Geologic formation in the western United States

The Bluff Formation is a geological formation found in the Four Corners area. It was deposited in the late Jurassic Period.

==Description==
The Bluff Formation consists of massive wind-deposited (eolian) sandstone beds at its type location at Bluff, Utah. These cap the cliffs north of town and are 100-350 ft thick. Further to the southeast, the sandstone beds lack high-angle cross beds, being dominated instead by horizontal bed forms, and are overlain by mixed sandstone and shale beds of the Recapture Member. The Recapture Member has been variously assigned either to the overlying Morrison Formation or to the Bluff Formation. The Recapture Member is separated from the Salt Wash Member of the Morrison Formation by the regional J-5 unconformity.

==History of investigation==
The formation was first named as the Bluff Sandstone by A.A. Baker, C.H. Dane, and J.B. Reeside, Jr., in 1938. They assigned it to the lower Morrison Formation.

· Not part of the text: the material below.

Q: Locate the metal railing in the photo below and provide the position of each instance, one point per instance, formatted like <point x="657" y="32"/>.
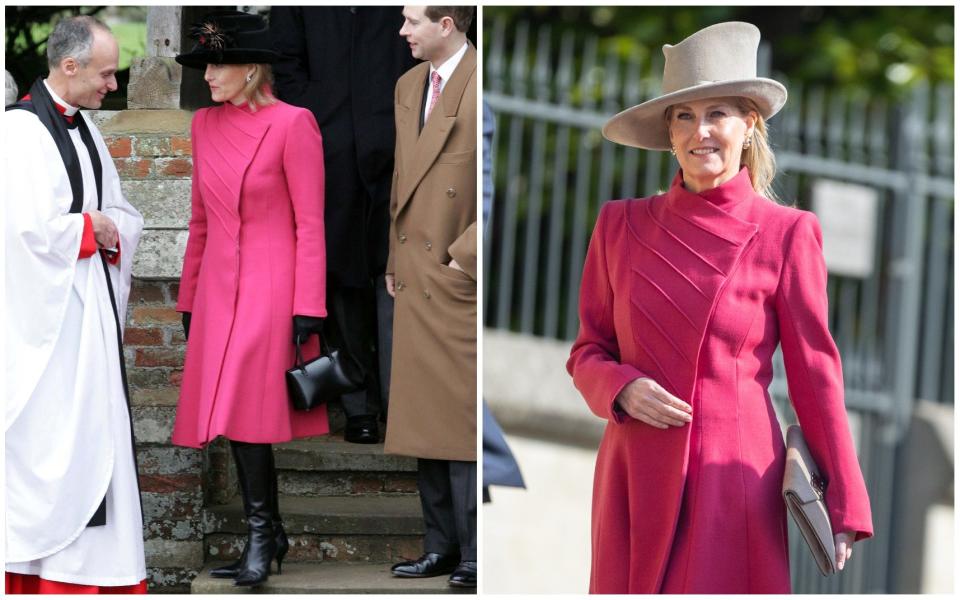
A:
<point x="551" y="92"/>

J.W. Harshbarger, Charles Repenning, and J.H. Irwin promoted it to formation rank in 1957, but this was not universally accepted. Spencer G. Lucas advocated both for formation rank and for assigning the Recapture Member to the Bluff Sandstone. Steven M. Cather agreed with promotion of the Bluff Sandstone to formation rank but advocated leaving the Recapture Member with the Morrison Formation.